La visitante no era otra que Xu Jiuju, la tercera nuera de Liang Longqin. Xu Jiuju había dado a luz recientemente a una niña y acababa de terminar su período de cuarentena posparto.

"¡Está muy contento! Come y duerme bien."

—Tercera tía —llamó Hongyuan en voz baja.

Al ver que Hongyuan la llamaba, Liang Xiaole también gritó: "Tercera tía".

"Oye, ¿Lele se atreve a llamar a la gente ahora? Es la primera vez que te oigo hablar.

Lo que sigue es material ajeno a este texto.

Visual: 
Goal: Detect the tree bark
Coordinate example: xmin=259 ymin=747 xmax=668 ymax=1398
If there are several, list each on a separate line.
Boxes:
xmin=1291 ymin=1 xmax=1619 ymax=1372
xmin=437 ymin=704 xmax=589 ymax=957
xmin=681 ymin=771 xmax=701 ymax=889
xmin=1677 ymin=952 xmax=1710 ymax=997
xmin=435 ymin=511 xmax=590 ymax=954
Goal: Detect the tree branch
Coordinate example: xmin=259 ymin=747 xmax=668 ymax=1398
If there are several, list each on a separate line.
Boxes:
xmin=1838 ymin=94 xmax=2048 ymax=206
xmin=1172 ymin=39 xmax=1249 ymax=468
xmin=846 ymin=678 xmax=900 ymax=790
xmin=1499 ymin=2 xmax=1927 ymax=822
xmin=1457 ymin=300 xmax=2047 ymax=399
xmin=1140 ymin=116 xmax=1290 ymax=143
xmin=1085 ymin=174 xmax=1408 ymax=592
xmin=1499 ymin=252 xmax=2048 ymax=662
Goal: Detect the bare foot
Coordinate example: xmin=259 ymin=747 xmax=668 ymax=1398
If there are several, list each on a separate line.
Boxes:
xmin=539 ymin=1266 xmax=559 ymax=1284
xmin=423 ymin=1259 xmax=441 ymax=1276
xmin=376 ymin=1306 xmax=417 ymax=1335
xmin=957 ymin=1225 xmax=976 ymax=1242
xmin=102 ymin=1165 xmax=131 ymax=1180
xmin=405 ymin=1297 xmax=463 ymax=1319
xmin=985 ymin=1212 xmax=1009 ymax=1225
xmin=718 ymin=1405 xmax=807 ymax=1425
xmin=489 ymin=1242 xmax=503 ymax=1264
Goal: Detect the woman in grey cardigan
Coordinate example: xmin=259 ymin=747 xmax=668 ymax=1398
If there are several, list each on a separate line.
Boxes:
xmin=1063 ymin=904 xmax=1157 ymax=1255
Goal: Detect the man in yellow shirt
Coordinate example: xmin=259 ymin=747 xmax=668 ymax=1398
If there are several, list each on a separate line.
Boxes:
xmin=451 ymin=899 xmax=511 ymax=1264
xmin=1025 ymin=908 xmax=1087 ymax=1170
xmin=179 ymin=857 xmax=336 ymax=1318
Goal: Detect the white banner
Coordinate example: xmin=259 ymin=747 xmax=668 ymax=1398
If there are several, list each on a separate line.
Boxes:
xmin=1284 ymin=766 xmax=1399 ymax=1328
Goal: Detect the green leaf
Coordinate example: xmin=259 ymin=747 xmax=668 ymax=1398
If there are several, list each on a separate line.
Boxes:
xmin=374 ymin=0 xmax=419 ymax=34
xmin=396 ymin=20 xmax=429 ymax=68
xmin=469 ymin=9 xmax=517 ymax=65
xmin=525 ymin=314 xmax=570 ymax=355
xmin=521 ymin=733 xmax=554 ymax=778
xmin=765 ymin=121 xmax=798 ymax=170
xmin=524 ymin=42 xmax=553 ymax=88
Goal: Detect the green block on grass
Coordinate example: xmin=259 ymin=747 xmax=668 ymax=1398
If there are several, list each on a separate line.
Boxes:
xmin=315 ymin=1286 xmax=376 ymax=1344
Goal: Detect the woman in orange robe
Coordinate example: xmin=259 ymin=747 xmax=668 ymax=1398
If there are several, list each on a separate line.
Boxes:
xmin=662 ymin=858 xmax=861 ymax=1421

Ven aquí, estás aferrada a tu madre y no te bajas, lloras si intento molestarte."

“Así es. También dije que Lele ha tenido mucho éxito. Saluda a todo el mundo que ve e incluso les da de comer. Es como una niña grande”, dijo Liang Yanqiu.

Liang Xiaole estaba encantado y corrió como un loco, entregándole un higo a Xu Jiuju.

"Oh, tu tercera tía es la primera en recibir tu piedad filial. Esta Lele es realmente adorable."

Un solo higo bastó para tentarlo a halagar, demostrando que las cosas son universalmente deseadas y que realmente sirven como un vínculo que conecta las emociones de las personas.

"Estos higos son realmente deliciosos, dulces y fragantes. ¿Los encontraste en la ladera oeste?", le preguntó Xu Jiuju al padre de Hongyuan.

"Ejem."

—¡Oh, cielos, están todos aquí! —Xu Jiuju vio la cesta de frutas sobre la mesa octogonal, se levantó y se acercó—. ¿Dónde encontraste todo esto? ¡Son enormes! Oye, ¿qué hay en la bolsa?

"Un paquete de higos y un paquete de dátiles morados." La madre de Hongyuan rara vez tenía oportunidad de presumir, y su expresión se relajó considerablemente mientras hablaba.